My love to Louisa if your please / Yours / with respect & esteem.4

RC (Adams Papers); endorsed: “W s Shaw Feb’ry / 5th 1799.”

1.

The day after Shaw wrote this letter, an open letter from a J. Nelson to William Branch Giles appeared simultaneously in newspapers in Philadelphia, New York, and Charleston, S.C. In it Nelson called upon Giles to refute a report that in dinner conversation “you did unequivocally declare it to be your wish and object to effect a dissolution of the Fœderal compact.” A response from Giles dated 21 Feb. appeared in the Philadelphia Aurora General Advertiser, 19 March: “This information of the gentleman I unequivocally assert to be totally unfounded and calumnious.” He added, however, that during a discussion of the Adams administration at a recent dinner party he had said that he “always had been, and still was a friend to the Union—yet if the measures proposed were to be adopted as permanent systems; I would rather see a separation of the Union upon proper and pacific arrangements; than be perpetually subject to all the pernicious consequences, which in my opinion would necessarily flow from them” (Philadelphia Gazette of the United States, 6 Feb.; New York Daily Advertiser, 6 Feb.; Charleston South Carolina State Gazette, 6 Feb.).

2.

The printer was probably John Dixon Jr., who on 22 Nov. 1798, the day the U.S. Circuit Court convened in Richmond, Va., printed in the Richmond Dixon’s Observatory an essay entitled “Political Creed of a Virginian,” which stated: “I believe that there was a settled plan in, what, by a certain set, is triumphantly termed the constituted authorities, to subvert the liberties of the People of America.

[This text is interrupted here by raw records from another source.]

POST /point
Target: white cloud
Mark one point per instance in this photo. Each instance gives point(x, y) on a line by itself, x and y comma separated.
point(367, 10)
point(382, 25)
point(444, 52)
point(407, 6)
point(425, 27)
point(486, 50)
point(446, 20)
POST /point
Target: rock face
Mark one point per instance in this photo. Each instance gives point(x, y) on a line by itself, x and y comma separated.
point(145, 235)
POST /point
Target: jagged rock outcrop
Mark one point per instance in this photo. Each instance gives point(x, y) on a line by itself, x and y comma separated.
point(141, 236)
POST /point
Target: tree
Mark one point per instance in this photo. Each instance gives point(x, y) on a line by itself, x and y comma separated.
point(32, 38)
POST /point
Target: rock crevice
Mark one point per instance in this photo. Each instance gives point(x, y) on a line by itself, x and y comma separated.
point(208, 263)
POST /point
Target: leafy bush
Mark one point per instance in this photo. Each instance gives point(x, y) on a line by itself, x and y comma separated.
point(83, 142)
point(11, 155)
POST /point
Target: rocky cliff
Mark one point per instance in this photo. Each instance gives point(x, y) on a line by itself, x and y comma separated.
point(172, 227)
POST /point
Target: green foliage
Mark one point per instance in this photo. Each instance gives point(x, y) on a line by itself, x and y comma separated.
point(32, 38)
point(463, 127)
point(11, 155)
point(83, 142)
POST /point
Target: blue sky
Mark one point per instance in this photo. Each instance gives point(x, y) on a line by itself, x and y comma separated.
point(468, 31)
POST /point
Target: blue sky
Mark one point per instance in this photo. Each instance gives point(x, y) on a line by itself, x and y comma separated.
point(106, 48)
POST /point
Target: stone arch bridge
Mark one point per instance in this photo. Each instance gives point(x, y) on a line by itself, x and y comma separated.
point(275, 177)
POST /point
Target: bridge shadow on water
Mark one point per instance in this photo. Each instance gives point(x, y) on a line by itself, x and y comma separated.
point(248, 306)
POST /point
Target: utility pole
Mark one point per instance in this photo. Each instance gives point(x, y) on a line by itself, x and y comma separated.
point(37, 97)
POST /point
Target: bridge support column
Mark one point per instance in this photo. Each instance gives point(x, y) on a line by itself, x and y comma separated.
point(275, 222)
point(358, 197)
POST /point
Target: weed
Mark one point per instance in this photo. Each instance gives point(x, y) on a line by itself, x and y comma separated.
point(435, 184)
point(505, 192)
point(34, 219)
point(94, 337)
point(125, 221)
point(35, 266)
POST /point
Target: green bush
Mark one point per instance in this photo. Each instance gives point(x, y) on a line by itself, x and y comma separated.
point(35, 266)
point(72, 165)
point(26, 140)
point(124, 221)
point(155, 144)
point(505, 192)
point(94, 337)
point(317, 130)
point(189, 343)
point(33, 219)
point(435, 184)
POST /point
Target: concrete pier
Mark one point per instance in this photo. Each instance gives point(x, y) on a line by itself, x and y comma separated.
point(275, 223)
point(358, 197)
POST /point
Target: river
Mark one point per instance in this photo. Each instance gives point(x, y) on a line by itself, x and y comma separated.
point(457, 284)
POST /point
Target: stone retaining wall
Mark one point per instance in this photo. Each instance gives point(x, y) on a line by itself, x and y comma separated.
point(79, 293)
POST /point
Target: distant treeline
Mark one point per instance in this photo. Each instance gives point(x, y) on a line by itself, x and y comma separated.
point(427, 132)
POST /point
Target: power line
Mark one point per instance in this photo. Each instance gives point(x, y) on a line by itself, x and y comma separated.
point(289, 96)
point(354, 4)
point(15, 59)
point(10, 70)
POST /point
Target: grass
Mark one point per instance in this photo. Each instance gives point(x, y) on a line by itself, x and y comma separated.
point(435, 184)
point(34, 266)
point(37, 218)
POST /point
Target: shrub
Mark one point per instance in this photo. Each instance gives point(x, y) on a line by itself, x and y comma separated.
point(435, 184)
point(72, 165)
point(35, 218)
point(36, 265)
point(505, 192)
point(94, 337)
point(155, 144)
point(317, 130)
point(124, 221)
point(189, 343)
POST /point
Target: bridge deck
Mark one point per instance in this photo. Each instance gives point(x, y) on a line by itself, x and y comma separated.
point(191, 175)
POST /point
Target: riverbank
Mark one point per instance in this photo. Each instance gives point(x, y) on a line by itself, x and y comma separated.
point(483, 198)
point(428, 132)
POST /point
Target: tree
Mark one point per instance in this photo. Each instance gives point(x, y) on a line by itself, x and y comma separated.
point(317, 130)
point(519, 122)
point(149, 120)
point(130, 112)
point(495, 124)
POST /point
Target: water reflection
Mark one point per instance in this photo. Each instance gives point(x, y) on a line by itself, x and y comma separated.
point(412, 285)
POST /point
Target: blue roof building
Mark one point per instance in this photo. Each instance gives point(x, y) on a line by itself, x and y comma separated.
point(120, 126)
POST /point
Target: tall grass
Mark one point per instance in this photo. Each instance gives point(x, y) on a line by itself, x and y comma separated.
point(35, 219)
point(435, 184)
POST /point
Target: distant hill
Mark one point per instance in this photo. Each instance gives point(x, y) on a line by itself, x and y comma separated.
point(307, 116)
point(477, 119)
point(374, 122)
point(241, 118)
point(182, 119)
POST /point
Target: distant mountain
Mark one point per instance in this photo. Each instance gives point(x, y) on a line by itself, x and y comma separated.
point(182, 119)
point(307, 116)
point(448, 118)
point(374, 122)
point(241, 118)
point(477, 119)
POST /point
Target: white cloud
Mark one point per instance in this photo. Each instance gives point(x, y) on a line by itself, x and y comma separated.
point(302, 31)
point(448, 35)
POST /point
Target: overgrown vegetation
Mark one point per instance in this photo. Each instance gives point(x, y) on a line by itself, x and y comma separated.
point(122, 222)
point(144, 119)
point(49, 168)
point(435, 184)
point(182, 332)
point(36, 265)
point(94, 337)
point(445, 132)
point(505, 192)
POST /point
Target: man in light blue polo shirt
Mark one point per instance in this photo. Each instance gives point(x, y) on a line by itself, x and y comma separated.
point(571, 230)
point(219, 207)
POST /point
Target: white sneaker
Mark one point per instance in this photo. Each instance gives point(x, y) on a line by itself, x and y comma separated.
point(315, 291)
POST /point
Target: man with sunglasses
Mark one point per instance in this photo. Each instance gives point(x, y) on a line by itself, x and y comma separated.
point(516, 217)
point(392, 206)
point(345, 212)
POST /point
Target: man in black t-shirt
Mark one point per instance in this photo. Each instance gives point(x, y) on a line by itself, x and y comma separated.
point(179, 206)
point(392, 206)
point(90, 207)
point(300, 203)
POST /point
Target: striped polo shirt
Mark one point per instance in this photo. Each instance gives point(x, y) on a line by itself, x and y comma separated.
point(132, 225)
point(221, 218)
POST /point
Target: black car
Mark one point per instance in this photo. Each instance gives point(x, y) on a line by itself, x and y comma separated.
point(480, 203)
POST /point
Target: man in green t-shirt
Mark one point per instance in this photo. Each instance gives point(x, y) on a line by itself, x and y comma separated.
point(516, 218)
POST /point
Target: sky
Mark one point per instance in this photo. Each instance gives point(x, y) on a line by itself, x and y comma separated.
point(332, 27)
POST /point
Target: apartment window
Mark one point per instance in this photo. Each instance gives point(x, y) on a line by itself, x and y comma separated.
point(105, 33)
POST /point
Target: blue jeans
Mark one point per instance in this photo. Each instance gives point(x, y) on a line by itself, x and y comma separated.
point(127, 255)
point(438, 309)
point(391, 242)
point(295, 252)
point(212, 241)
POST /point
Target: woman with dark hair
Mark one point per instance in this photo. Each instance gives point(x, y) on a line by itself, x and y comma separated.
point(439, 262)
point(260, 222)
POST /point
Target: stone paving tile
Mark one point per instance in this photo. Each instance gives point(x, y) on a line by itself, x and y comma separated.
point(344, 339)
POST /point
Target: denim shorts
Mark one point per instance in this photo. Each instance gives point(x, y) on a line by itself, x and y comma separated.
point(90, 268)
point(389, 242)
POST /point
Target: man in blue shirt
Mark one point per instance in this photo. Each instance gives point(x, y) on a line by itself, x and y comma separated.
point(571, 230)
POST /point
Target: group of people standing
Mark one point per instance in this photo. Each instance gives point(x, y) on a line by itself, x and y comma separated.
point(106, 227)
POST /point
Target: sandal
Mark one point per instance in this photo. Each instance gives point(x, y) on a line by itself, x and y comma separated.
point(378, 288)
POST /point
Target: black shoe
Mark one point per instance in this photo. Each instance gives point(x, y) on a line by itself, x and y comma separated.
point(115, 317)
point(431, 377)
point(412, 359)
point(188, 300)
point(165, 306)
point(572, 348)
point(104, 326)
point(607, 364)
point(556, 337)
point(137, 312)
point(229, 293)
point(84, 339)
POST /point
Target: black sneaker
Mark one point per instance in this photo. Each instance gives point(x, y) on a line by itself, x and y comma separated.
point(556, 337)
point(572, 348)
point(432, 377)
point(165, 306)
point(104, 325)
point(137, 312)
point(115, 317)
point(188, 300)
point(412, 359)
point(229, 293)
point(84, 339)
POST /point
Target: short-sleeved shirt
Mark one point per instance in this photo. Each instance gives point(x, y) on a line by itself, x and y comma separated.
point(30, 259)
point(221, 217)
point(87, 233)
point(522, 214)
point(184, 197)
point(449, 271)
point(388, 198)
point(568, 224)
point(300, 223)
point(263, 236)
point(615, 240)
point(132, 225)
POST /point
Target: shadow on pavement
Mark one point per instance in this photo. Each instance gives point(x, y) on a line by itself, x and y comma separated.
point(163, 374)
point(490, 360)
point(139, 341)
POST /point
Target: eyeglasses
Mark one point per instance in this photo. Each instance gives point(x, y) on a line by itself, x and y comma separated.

I believe that when John Adams approved those bills he did it, knowing that they were subversive of the Constitution.” Dixon reprinted the essay on 26 Nov., in what would be the last issue of the newspaper. On 6 Dec. Dixon and new publishing partner Meriwether Jones were appointed Virginia state printers ( Doc. Hist. Supreme Court , 3:304; Brandon D. Quarles, “Public Printers,” in W. Hamilton Bryson, ed., Virginia Law Books: Essays and Bibliographies, Phila., 2000, p. 534).

3.

For the Virginia Resolutions introduced in the Va. house of delegates by John Taylor, see AA to Shaw, 20 Dec., and note 3, above. The resolutions actually passed by a tally of 100 to 63. The Philadelphia Gazette of the United States, 5 Feb. 1799, printed an address from 58 of the members who voted against the resolutions. The address supported the Alien and Sedition Acts and called the union “the rock of our political salvation” (Kevin Raeder Gutzman, Virginia’s American Revolution: From Dominion to Republic, 1776–1840, Lanham, Md., 2007, p. 125).

4.

Shaw also wrote to AA earlier in the day, condemning a recent French decree, which he enclosed to AA, and noting a possible congressional response. He also reported that vacancies in Congress had been filled and a subscription was being raised to pay the expenses of Matthew Lyon (Adams Papers).